Ao SOL, João Duque comenta que Fergussson «apresenta-nos um quadro assustador, mas que assenta na observação realista de que os preços de ativos subiram» ao mesmo tempo em  «muitos mercados» e que muitas das condições que «despoletaram a crise já se recompuseram». 

O professor do ISEG considera que este é «o resultado de políticas monetárias muito expansionistas em simultâneo para as principais moedas do planeta» e chama a atenção que «a oferta de moeda na sua versão mais alargada cresceu 24,0% de 2008 para 2016, o crédito providenciado pelo setor financeiro à economia cresceu 21% de 2008 para 2016, mas o PIB só cresceu 19,2%». 

O catedrático explica que isto significa que «há massa monetária a crescer muito mais do que o crescimento do rendimento que ela serve», mas como o «crédito fornecido pelo setor bancário só cresceu 5,2%» é necessário «cuidado com os outros setores da área financeira»,

Já João César das Neves considera que as «’quatro razões para estar nervoso’ (que são reais) são, quase todas, aspetos de longo prazo, que por isso não tem de afetar a conjuntura». César das Neves considera que não é «com base nesses elementos que se pode prever um colapso mundial em 2018 semelhante ao de 2008». 

Fragilidades 

Sobre o futuro próximo, o professor universitário alinha pelas previsões das organizações internacionais e estas «indicam uma situação em 2018 semelhante à deste ano, ligeiramente menos dinâmica nas economias desenvolvidas».  Sobre as principais fragilidades da economia global, César das Neves aponta que «a situação de liquidez mundial, com o sistema inundado de dinheiro devido às políticas monetárias da última década é uma grande fragilidade». 

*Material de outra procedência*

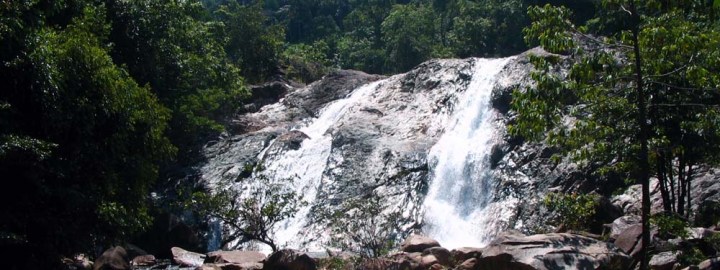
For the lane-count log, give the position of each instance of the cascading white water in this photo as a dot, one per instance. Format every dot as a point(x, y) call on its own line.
point(458, 211)
point(307, 164)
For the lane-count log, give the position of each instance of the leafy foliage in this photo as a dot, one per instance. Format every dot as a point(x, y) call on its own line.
point(248, 215)
point(610, 111)
point(360, 225)
point(670, 226)
point(81, 140)
point(574, 211)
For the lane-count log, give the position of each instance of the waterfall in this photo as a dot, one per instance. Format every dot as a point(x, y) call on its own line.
point(307, 164)
point(458, 207)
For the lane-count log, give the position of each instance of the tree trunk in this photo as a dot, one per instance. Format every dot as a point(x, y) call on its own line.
point(688, 179)
point(664, 183)
point(681, 186)
point(643, 173)
point(671, 177)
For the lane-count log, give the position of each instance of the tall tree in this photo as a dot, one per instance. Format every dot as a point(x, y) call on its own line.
point(80, 140)
point(409, 34)
point(606, 112)
point(168, 46)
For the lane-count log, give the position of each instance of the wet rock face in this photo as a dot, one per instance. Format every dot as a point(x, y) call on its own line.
point(551, 251)
point(115, 258)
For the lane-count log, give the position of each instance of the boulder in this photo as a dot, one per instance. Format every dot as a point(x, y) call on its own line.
point(630, 239)
point(234, 256)
point(710, 264)
point(292, 139)
point(383, 264)
point(663, 261)
point(442, 255)
point(168, 230)
point(700, 233)
point(208, 267)
point(413, 260)
point(79, 261)
point(287, 259)
point(114, 258)
point(468, 264)
point(143, 260)
point(466, 253)
point(427, 261)
point(551, 251)
point(418, 243)
point(621, 224)
point(247, 259)
point(187, 258)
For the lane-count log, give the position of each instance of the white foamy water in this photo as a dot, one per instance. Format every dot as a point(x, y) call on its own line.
point(458, 211)
point(307, 164)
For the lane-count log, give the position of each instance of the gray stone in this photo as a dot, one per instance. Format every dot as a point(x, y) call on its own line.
point(235, 257)
point(663, 261)
point(143, 260)
point(468, 264)
point(187, 258)
point(289, 259)
point(418, 243)
point(551, 251)
point(442, 255)
point(621, 224)
point(114, 258)
point(629, 240)
point(465, 253)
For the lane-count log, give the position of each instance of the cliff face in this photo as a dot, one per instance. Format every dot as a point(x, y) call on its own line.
point(381, 158)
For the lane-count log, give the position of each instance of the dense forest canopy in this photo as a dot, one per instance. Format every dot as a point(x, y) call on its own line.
point(100, 99)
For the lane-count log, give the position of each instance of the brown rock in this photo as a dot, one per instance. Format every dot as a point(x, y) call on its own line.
point(629, 240)
point(235, 257)
point(468, 264)
point(551, 251)
point(418, 243)
point(663, 261)
point(143, 260)
point(427, 261)
point(187, 258)
point(384, 264)
point(289, 259)
point(442, 254)
point(208, 267)
point(711, 264)
point(465, 253)
point(112, 259)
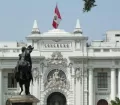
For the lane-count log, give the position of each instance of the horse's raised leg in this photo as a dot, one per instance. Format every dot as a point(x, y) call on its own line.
point(21, 86)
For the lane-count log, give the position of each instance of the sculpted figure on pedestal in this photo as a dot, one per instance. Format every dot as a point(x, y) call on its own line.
point(23, 73)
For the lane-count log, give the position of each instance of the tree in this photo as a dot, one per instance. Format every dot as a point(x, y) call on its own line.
point(88, 4)
point(116, 101)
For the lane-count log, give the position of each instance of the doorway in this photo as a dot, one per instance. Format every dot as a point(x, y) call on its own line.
point(56, 98)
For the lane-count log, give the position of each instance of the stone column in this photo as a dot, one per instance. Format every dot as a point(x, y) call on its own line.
point(113, 83)
point(119, 82)
point(91, 87)
point(78, 88)
point(1, 93)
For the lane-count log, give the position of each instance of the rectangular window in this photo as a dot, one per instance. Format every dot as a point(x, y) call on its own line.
point(106, 50)
point(11, 81)
point(118, 35)
point(102, 80)
point(96, 50)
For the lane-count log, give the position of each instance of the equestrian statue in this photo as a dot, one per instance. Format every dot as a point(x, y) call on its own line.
point(23, 70)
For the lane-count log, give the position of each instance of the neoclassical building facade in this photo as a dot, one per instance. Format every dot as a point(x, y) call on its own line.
point(67, 70)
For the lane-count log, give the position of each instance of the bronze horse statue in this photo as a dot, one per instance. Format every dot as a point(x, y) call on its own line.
point(23, 73)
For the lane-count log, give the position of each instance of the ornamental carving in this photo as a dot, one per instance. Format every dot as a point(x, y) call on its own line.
point(56, 78)
point(57, 59)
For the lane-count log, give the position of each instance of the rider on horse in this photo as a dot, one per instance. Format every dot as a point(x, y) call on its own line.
point(23, 73)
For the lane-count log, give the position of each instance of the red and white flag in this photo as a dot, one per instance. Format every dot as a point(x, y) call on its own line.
point(57, 18)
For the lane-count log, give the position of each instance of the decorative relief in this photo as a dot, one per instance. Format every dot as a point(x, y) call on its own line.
point(57, 59)
point(56, 45)
point(56, 78)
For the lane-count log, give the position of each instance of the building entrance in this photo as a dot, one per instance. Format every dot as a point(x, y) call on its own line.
point(56, 98)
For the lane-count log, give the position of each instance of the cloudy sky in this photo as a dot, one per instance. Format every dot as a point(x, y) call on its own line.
point(17, 16)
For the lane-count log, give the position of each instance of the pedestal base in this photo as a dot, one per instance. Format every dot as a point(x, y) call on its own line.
point(22, 100)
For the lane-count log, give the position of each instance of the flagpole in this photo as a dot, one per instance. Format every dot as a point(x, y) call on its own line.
point(56, 7)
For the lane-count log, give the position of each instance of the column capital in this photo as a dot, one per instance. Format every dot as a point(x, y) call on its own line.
point(90, 67)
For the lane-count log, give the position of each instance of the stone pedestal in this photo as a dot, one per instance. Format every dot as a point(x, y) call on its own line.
point(22, 100)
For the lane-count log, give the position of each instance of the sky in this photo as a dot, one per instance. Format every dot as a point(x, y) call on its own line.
point(17, 16)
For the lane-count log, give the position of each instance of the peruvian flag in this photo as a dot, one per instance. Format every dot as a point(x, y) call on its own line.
point(57, 18)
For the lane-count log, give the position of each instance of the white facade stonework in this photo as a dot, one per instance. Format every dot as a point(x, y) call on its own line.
point(65, 66)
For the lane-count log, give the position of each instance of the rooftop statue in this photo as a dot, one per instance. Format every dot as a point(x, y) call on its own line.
point(23, 73)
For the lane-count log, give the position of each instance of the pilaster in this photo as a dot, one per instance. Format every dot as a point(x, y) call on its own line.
point(1, 91)
point(91, 87)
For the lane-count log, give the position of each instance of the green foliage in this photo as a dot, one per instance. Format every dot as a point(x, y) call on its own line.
point(88, 4)
point(116, 101)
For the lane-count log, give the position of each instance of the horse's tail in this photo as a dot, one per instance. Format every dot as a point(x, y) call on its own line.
point(32, 80)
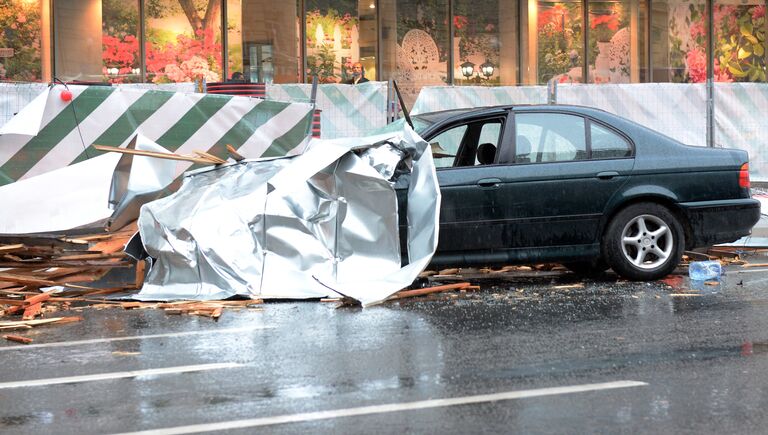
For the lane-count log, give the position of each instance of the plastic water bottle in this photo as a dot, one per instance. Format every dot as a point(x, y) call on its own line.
point(705, 270)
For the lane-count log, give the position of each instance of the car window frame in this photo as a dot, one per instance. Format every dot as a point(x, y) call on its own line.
point(512, 138)
point(484, 118)
point(610, 128)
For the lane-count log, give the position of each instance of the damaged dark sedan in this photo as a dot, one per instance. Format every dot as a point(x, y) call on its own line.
point(579, 186)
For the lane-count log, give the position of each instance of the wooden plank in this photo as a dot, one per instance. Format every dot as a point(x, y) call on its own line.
point(40, 322)
point(233, 152)
point(18, 339)
point(169, 156)
point(213, 159)
point(6, 248)
point(53, 263)
point(140, 273)
point(32, 311)
point(97, 256)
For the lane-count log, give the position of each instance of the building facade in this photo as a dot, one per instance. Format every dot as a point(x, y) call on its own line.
point(417, 42)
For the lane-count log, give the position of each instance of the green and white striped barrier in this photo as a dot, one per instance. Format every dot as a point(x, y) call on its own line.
point(179, 122)
point(346, 110)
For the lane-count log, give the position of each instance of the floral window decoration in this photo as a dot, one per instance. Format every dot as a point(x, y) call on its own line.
point(332, 42)
point(20, 40)
point(559, 27)
point(119, 41)
point(184, 41)
point(739, 42)
point(609, 43)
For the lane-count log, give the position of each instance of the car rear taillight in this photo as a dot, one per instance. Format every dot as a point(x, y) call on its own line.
point(744, 176)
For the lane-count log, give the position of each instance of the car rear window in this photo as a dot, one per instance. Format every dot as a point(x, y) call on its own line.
point(606, 144)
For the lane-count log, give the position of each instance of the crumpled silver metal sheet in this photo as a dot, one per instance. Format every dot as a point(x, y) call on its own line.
point(321, 224)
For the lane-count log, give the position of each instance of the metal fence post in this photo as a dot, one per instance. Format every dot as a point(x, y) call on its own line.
point(552, 91)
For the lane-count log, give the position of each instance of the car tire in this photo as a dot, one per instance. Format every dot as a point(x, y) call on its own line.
point(644, 242)
point(590, 269)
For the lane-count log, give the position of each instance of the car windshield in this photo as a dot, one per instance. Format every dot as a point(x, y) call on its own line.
point(420, 125)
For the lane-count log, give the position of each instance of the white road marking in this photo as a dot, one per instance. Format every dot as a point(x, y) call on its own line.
point(118, 375)
point(391, 407)
point(137, 337)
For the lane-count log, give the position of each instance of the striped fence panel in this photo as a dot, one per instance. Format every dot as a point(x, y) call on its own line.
point(182, 123)
point(675, 109)
point(258, 90)
point(741, 121)
point(436, 98)
point(347, 110)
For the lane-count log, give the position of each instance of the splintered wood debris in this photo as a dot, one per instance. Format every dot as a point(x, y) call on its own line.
point(43, 274)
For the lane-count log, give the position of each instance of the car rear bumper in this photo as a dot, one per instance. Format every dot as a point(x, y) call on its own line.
point(714, 222)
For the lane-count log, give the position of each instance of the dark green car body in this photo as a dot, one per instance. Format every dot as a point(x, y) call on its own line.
point(559, 175)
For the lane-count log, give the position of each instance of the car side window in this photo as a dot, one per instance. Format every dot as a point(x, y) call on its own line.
point(606, 144)
point(488, 143)
point(446, 145)
point(549, 137)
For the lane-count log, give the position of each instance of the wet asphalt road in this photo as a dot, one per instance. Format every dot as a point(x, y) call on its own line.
point(700, 364)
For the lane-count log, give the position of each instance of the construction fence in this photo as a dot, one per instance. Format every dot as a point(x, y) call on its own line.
point(677, 110)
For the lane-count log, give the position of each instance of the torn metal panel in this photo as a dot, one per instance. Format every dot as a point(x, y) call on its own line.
point(138, 180)
point(324, 223)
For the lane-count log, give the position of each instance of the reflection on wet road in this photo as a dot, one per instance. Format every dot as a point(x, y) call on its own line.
point(701, 350)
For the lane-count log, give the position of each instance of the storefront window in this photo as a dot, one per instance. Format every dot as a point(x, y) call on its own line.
point(340, 34)
point(678, 41)
point(616, 48)
point(120, 41)
point(183, 40)
point(269, 41)
point(739, 43)
point(558, 41)
point(485, 42)
point(78, 44)
point(20, 40)
point(415, 44)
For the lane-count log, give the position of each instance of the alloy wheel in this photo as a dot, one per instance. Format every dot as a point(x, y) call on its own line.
point(647, 241)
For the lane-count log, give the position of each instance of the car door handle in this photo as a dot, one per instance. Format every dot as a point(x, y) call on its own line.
point(488, 182)
point(607, 175)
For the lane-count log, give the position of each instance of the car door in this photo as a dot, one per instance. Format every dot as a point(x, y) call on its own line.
point(566, 169)
point(468, 186)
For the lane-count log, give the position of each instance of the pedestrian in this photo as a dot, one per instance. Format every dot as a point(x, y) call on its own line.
point(358, 74)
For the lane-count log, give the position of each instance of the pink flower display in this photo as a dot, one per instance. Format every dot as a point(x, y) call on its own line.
point(698, 30)
point(758, 12)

O economista aponta ainda que «há vários riscos importantes, devido aos choques tecnológicos (Niall Fergusson fala disto)». No entanto, lembra que as «crises sérias raramente vêm dos riscos previsíveis, mas de onde não se espera». 

César das Neves salienta ainda que para mitigar os efeitos de uma nova crise «seria preciso flexibilizar as economias, fortalecer os aparelhos produtivos e a competitividade». 

Já João Duque aponta que no futuro próximo «as taxas de juro vão começar a subir» e por isso é normal que as «taxas de crescimento das economias comecem a abrandar». Para além  disso, «estaremos a enfrentar os efeitos dos elevados excessos de liquidez e é possível que a inflação comece a subir». 

Tal como o seu colega da Católica, Duque considera que o principal risco da economia mundial é o «excesso de endividamento global e o excesso de liquidez» e defende que o desafio económico a nível global é «reduzir a liquidez suavemente e sem grandes perturbações».